Many people have ruled themselves out for fostering or adoption when the system would rule them in, explains Krish Kandiah
“I’ve been so encouraged by the number of people who have stepped forward to become foster and adoptive parents. It’s making an impact; the church is being noticed for being on the case and caring for vulnerable children,” says Krish Kandiah.
Krish, one of the invited speakers at Elim’s Leaders Summit in June, is speaking to Direction as he takes up his new role as chair of the government’s Adoption and Special Guardianship Leadership Board, having recently stepped down from the adoption charity he founded eight years ago, Home for Good.
His move comes at a time when lockdown has caused a surge in the number of children entering care, but also a rise in potential carers stepping forward. Krish is excited to be working with the Department of Education to innovate the adoption system and the process for special guardianship – a legal arrangement for foster carers and family members looking to offer children in care a more permanent home.
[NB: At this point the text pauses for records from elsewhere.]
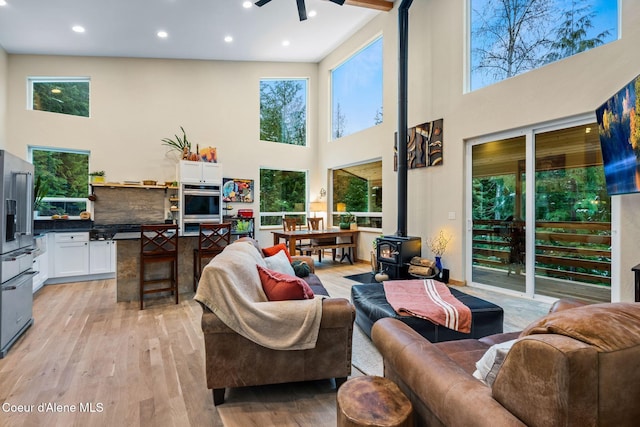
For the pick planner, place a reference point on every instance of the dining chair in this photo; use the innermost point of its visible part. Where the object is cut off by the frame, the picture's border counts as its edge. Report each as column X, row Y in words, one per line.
column 212, row 239
column 315, row 244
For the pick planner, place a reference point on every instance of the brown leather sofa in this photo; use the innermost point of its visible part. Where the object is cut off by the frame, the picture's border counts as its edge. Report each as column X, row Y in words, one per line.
column 577, row 366
column 234, row 361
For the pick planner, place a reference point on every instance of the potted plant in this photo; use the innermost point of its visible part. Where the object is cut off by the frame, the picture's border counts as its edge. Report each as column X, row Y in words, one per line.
column 345, row 220
column 97, row 176
column 438, row 245
column 183, row 145
column 40, row 190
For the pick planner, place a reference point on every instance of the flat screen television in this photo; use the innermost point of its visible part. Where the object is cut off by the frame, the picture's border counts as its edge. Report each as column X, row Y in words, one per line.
column 619, row 130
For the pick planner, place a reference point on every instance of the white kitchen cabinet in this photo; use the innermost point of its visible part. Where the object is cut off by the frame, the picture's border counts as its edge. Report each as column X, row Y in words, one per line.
column 40, row 262
column 102, row 256
column 199, row 172
column 70, row 254
column 41, row 269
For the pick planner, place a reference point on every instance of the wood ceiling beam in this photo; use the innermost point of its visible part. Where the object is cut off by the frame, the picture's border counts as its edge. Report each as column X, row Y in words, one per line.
column 383, row 5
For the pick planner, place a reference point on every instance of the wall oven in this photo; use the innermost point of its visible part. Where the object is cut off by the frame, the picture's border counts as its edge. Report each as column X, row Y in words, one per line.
column 200, row 203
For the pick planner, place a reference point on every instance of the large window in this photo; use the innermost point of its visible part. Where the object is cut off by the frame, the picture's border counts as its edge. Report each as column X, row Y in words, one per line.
column 510, row 37
column 59, row 95
column 357, row 191
column 64, row 174
column 283, row 111
column 569, row 251
column 282, row 193
column 356, row 92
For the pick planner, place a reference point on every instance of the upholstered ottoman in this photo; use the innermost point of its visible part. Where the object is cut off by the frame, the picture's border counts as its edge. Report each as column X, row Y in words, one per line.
column 371, row 305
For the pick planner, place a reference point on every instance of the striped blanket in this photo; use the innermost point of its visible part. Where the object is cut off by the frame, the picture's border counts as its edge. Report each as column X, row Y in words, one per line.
column 430, row 300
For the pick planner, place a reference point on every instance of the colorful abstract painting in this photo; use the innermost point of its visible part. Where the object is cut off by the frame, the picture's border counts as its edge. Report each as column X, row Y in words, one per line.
column 424, row 145
column 237, row 190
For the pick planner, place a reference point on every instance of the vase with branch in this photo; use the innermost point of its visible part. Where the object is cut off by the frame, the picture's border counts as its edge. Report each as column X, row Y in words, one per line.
column 438, row 246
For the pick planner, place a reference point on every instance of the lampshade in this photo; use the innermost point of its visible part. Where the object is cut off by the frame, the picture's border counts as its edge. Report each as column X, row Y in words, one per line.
column 318, row 207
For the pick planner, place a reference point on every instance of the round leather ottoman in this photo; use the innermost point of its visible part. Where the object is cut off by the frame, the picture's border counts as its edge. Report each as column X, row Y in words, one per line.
column 373, row 401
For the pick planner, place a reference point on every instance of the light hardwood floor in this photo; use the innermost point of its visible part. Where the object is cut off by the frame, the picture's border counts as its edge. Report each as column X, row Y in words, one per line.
column 89, row 361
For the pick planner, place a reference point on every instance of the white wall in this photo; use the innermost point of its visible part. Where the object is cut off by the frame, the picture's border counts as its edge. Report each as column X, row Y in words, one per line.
column 137, row 102
column 570, row 87
column 3, row 96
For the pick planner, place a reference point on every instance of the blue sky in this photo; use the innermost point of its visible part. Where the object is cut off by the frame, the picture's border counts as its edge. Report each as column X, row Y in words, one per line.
column 357, row 86
column 606, row 18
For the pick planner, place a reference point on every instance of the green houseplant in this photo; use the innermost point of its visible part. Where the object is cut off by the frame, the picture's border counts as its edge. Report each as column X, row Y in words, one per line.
column 40, row 190
column 183, row 145
column 97, row 176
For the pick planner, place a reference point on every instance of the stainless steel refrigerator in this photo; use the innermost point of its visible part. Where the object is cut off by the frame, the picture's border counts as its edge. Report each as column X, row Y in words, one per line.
column 16, row 249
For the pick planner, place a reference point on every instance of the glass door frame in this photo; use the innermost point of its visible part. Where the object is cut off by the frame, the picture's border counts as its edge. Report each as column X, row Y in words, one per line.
column 530, row 133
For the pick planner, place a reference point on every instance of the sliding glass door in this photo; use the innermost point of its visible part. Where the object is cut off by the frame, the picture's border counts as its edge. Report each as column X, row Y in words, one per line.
column 569, row 246
column 498, row 213
column 573, row 215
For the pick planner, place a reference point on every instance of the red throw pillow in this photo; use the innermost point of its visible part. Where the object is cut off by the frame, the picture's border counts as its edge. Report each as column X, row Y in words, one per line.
column 271, row 251
column 283, row 287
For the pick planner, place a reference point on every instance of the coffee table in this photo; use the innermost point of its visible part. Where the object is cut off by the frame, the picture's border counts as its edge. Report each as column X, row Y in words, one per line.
column 371, row 305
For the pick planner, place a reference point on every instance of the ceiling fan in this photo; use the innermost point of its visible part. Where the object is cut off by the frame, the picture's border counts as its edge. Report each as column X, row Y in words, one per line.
column 302, row 10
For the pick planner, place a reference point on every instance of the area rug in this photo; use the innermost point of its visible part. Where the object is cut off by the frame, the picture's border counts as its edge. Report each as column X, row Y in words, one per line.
column 362, row 278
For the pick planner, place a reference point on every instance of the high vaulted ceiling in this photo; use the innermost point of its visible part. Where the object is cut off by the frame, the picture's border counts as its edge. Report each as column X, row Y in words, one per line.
column 196, row 29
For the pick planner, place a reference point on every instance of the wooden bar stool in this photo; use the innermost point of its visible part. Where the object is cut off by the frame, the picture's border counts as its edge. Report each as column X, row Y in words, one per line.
column 158, row 244
column 212, row 239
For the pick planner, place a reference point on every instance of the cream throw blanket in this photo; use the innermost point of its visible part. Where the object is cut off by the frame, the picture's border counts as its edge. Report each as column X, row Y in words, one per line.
column 230, row 287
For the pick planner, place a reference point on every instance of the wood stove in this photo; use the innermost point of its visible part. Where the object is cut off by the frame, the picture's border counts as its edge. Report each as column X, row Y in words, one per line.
column 395, row 252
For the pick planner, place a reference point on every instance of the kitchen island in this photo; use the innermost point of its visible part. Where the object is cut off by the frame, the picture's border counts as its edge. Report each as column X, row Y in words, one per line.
column 128, row 267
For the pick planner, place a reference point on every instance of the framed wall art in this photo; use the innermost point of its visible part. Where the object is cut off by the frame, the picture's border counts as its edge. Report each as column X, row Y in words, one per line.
column 424, row 145
column 237, row 190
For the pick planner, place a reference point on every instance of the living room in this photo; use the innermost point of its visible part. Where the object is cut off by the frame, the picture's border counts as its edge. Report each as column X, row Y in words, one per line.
column 136, row 102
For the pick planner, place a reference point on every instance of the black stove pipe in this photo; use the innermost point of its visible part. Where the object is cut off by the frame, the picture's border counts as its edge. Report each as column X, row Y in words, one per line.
column 403, row 55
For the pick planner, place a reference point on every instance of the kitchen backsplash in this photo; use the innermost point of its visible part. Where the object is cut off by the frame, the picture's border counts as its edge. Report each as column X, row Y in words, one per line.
column 118, row 205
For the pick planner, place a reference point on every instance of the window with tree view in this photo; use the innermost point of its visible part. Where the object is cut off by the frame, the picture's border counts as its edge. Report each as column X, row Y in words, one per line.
column 510, row 37
column 283, row 111
column 64, row 96
column 63, row 177
column 356, row 92
column 282, row 193
column 357, row 194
“I’m working with them to find loving homes for children in need. Government has so much power to influence people and policies to help children get the care they need. There’s a lot of room for change in the system and I’d love to see more children get adopted or be able to live with extended family,” he says.
Two groups of children are particularly in need of adoptive families, he explains, and this will be a focus in his new role.
“I’d love to see more older children being considered for adoption. At the moment, if you’re three or four, you’re considered hard to place. And nobody looks for adopters for children over the age of ten. It seems really desperate that we’re writing off the possibility of a child having a family at ten years old.
“I’m also really motivated to address the fact that black children wait the longest to be adopted and are least likely to be adopted at all. That’s a racial injustice that could easily be fixed if we found enough people to offer loving homes to these children.”
As Krish works with government to achieve these goals, his own experience of adoption and fostering is proving invaluable. “Our family has six children – three birth children, two long-term foster children and an adopted daughter – and we’ve had 32 children live with us over the years.
“Personal experience like this helps when I’m round a table with the Children’s Minister or the Secretary of State for Education because I can speak from experience, which carries a lot of weight.”
Equally influential are children who have been in the care system themselves, and Krish is excited to be getting their voices heard in discussions to shape policy and practice.
“I hosted a global children’s care summit during lockdown and one young woman spoke about growing up in an orphanage in Kenya.
“She told us such orphanages don’t need to exist. She said, ‘I have a mum and dad, and what I needed was support to live with them rather than being taken from them to be cared for in an orphanage.’
“Another girl with care experience from the UK talked about getting dropped off at uni by her social worker and a man with a van when everyone around her was being dropped off and hugged goodbye by their parents.
“Hearing from young people like this makes the work I’m doing very real. They aren’t just statistics, these are real lives, real young people, real children.
“When you give them a voice, it’s exciting to see the room change, to see government leaders shedding a tear or pledging to do better for these kids. That’s one of the real privileges of my job.”
While there is still a huge need for more foster parents and adoptive parents in the UK, Krish is thrilled to have seen many people in their twenties choose adoption as their way of forming a family, even before choosing to try for birth children.
“It caused such a stir that The Guardian wrote an article about these ‘early adopters’,” he says.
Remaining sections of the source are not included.